La littérature prolétarienne et son mode d'expression le "réalisme socialiste" ont rejoint d'autres courants dans les histoires de la littérature, signant par là leur appartenance à un passé que beaucoup disent inactuel.
Les mêmes reconnaîtront tout de même que le travail aliénant et l'exploitation de l'homme sont toujours là et que leurs conditions se sont dégradées. Alors, comment, avec quel arsenal stylistique, les romanciers peuvent-ils aborder la question du travail dans sa version moderne (c'est-à-dire principalement, la question du "travail en miettes" selon l'expression de Georges Friedmann, ou plus encore la question du non-travail, du chômage) ? À nouveau visage du salariat, nouveau genre romanesque ? Peut-on dire du "neuf avec du vieux" ?
Les chapitres de ce dossier
- Anglo-saxons aux avant-postes
- Europe, que reste-t-il de tes labours ?
- Ca peut s'écrire aussi en français
- Le polar contemporain, dernier refuge
- Ateliers d'écriture, réhabilitation industrielle ?

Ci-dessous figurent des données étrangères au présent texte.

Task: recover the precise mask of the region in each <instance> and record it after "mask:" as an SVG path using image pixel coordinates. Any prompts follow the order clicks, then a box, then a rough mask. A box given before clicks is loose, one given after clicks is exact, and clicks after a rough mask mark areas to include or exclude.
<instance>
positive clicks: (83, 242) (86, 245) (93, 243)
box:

À l’appel de certaines collectivités locales, associations ou administrations, de nombreux écrivains se sont mis depuis une vingtaine d’années, à animer des ateliers d’écriture. Pour ce qui concerne les personnes précarisées par la guerre économique, il s’agit d’une part de leur apporter la possibilité de témoigner par l’écrit, que leur parole trouve le chemin de l’édition sous la houlette d’un écrivain en général reconnu ; d’autre part, l’approfondissement de l’expression écrite a bien évidemment une fonction thérapeutique dès lors que ces gens ont choisi d’exprimer leurs détresses particulières.